About the same time as the complaint was received, school district records show that Taff was leading his Modern World History students in discussions about COVID-19. The discussions began Aug. 24 with a topic Taff described as “How COVID-19 has impacted teens” and it continued the following week with “Examine various coronavirus conspiracy theories” by providing evidence both in support of and against the claims.
The materials he directed students to consider included articles about why followers of QAnon think COVID-19 is a hoax, why other people think the health crisis was planned by “powerful people,” why some think Microsoft founder Bill Gates planned the pandemic so he could get people vaccinated with secret microchips, and that vaccines “cause injury and death.”
The Associated Press describes QAnon as “an apocalyptic and convoluted conspiracy theory spread largely through the internet and promoted by some right-wing extremists.” Its followers are deeply devoted to Trump and had a presence at the Jan. 6 riot at the Capitol. An unidentified person or persons known as Q shares wild predictions online, which have ranged from the allegation that high-profile Democrats and other “global elites” run a massive child trafficking ring to believing that John F. Kennedy Jr. (the son of President JFK) faked his own death in 1999 and is now masquerading as Biden in disguise.
Some of the materials Taff presented describe some theories as debunked misinformation. But other conspiracy theories are described in detail, and accompanying videos include supporters with images flashing such messages as “Fake crisis” and “Flu+media=COVID19.”
In response to the Journal Times’ open records request for access to Taff’s classroom materials from the current school year, the district provided more than 1,000 pages from the teacher’s online classroom website. Most of it appeared to be conventional textbook material dealing with such topics as the American Revolution, the Civil War and other major historical events.

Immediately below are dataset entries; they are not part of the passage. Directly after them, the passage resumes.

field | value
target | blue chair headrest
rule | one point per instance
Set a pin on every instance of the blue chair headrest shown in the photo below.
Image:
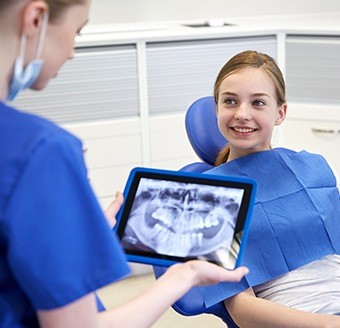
(202, 129)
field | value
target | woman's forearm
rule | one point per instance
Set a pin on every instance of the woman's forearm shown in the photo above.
(249, 311)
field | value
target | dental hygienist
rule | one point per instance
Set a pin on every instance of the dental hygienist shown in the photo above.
(56, 245)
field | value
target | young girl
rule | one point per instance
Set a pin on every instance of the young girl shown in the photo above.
(56, 247)
(294, 242)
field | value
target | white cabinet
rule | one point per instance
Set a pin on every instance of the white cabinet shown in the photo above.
(100, 83)
(313, 90)
(112, 148)
(180, 72)
(316, 129)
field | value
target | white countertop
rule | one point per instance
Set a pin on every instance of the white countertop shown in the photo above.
(309, 24)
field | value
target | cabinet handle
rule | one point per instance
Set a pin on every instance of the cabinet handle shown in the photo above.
(329, 131)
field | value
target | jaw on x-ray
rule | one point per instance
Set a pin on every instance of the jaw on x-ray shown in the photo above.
(185, 220)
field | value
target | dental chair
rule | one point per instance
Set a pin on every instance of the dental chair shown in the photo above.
(207, 141)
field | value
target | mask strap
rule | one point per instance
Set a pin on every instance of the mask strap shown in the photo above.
(40, 42)
(42, 35)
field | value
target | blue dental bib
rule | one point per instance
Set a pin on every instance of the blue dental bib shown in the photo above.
(295, 217)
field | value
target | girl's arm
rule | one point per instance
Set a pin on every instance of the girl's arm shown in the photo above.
(247, 310)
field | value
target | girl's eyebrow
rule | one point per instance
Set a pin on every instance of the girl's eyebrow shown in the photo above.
(227, 93)
(260, 94)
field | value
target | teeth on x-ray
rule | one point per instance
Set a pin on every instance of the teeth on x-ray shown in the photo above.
(184, 220)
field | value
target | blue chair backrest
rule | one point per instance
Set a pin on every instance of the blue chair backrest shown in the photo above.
(206, 140)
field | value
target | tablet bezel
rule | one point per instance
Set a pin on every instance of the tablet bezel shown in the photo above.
(131, 188)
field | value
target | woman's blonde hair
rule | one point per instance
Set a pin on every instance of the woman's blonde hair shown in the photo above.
(56, 7)
(244, 60)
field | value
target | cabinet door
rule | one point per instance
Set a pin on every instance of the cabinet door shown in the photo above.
(99, 83)
(315, 129)
(180, 72)
(111, 148)
(313, 69)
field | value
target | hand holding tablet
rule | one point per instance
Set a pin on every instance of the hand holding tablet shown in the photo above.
(175, 216)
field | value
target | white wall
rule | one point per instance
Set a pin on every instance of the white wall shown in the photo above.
(115, 11)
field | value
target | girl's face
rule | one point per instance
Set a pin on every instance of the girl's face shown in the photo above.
(247, 111)
(59, 41)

Along with that material and periodic assignments, Taff occasionally circulated politically charged messages to his students. During a discussion of the Roaring ‘20s, he shared a chart describing Republican ideas as “normalcy” such as “traditional American values;” that same chart compared Democratic ideas of “progressivism” as “the need for government to solve problems.” “Return to normalcy” was Republican Warren G. Harding’s slogan in his successful 1920 campaign for president.
Students received a picture of the U.S. Capitol and the caption: “Government — if you think the problems we create are bad, just wait until you see our solutions.” Another included a cartoon depicting a government official surreptitiously removing a person’s wallet from his back pocket.
Taff also shared with students a chart ranking various news outlets on a scale from “too liberal” to “too conservative.” On the liberal side were the New York Times, Washington Post, all three major TV networks and National Public Radio. On the conservative side were the Chicago Tribune, the Wall Street Journal, Forbes magazine and Fox News.
Included with the media critiques were various tips for consuming news, including: “Don’t live in a bubble. You’re already in one if you’ve blocked friends who disagree with you on social media, all the trusted people in your life are ideologically aligned, you only receive news from agreeable sources, you refuse to discuss or respect political differences.”